The pessimistic premise of the Word of the Week is that there is a giant posse of self-deputized language policers organizing themselves around the idea that by making moronic demands about how we should use language, they can fix the world. The optimistic premise is that these people can be ignored or told to get bent. Because, usually, language policing is really just some mediocrity’s power trip.
Certain weeks seem to emphasize the pessimistic premise over the optimistic one, though. This was one of them. In the New York Times, the screenwriter Walter Mosley recounts a crazy-making tale of being dressed down by human resources because he, a black guy, had told a true personal story in the writer’s room about being called the N-word. Somebody anonymously reported it. He was told he could write it in the future, but not say it, and that he couldn’t face his accuser to discuss the matter. Luckily, he was in a position to just throw up his hands and walk out on the job.
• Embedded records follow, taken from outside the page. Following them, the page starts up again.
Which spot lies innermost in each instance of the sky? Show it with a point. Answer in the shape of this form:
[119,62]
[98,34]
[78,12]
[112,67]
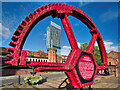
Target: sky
[103,14]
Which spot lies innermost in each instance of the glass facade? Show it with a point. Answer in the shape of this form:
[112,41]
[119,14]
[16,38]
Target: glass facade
[54,37]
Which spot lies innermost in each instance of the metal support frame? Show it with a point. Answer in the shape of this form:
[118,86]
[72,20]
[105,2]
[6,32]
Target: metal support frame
[61,11]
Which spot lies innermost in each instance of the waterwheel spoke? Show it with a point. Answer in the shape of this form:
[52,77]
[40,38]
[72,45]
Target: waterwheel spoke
[69,32]
[92,43]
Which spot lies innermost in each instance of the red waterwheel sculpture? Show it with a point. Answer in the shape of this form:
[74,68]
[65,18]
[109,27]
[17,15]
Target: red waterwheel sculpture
[80,66]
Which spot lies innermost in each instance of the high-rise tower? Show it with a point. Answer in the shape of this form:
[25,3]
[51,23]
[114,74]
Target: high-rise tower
[54,37]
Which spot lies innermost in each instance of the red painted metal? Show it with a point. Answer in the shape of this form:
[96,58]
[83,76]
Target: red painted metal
[72,64]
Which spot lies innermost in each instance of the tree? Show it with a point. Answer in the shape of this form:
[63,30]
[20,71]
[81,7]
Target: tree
[95,51]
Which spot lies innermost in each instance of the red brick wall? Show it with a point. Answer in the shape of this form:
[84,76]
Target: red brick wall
[16,72]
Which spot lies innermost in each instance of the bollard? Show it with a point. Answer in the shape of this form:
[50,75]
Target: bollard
[19,79]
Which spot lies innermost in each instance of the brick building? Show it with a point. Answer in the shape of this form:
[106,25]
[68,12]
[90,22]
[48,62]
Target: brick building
[113,63]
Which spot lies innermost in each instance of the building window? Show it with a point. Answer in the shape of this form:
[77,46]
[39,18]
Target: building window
[111,54]
[109,63]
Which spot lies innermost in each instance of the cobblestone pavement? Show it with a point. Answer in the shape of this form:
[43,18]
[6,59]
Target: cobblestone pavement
[109,82]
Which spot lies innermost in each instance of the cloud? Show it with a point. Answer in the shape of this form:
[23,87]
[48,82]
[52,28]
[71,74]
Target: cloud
[45,36]
[109,15]
[4,32]
[109,46]
[66,49]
Recall a recent WOTW in which I wrote: “Philosophers and grammar nerds respect a key distinction between actually employing a word’s meaning and simply referring to it or saying its syllables — the ‘use/mention distinction.’”
The point is that it is only growing more important to simply ignore the demands of insane and linguistically barbaric people. Because it will get more insane. See, for example, a dictionary.com blog post this week on “redefining” the word “Black”:
“…we will be capitalizing Black throughout the entry when it is used in reference to people. Why capitalize Black in this context? It is considered a mark of respect, recognition, and pride. This is common practice for many other terms used to describe a culture or ethnicity. Not capitalizing Black in this context can be seen as dismissive, disrespectful, and dehumanizing.”
According to this allegedly authoritative reference, I have “dehumanized” Mosley above by describing him exactly as I would have last week, to no protest.
I’ve apparently committed many more wordcrimes in this column. What about the fact that I just used “moronic,” “crazy-making,” “idiotic,” “insane,” and “barbaric”? These were among the terms I saw being handcuffed and booked by the king of cretinous cops, David M. Perry, after Kamala Harris got in trouble for laughing at a supporter using the word “retarded” about President Trump. (The president of the United Snowflakes has, reportedly, also gotten angry at his erstwhile daughter-in-law Vanessa for calling him the same thing.)
Perry even got the legitimately famous broadcaster Soledad O’Brien to repent and march off to Problematic Prison for this sort of “othering” of the “neurodivergent,” to use some chic words that will almost certainly not be in use in two years.
This is the same mode of thinking which prevailed at Harvard University in 2015, when the title of house master fell out of use because of its association with slavery, though it comes from the Latin word for teacher: “magister”. (The dominant cognates of “dominus” for actual slave masters were not similarly canceled.)
If this all seems a bit arbitrary, that’s because it is. It’s always arbitrary when cops are allowed to enforce the law on their own judgment. Luckily, though, these are fake cops with fake power. If they come for you, resist arrest.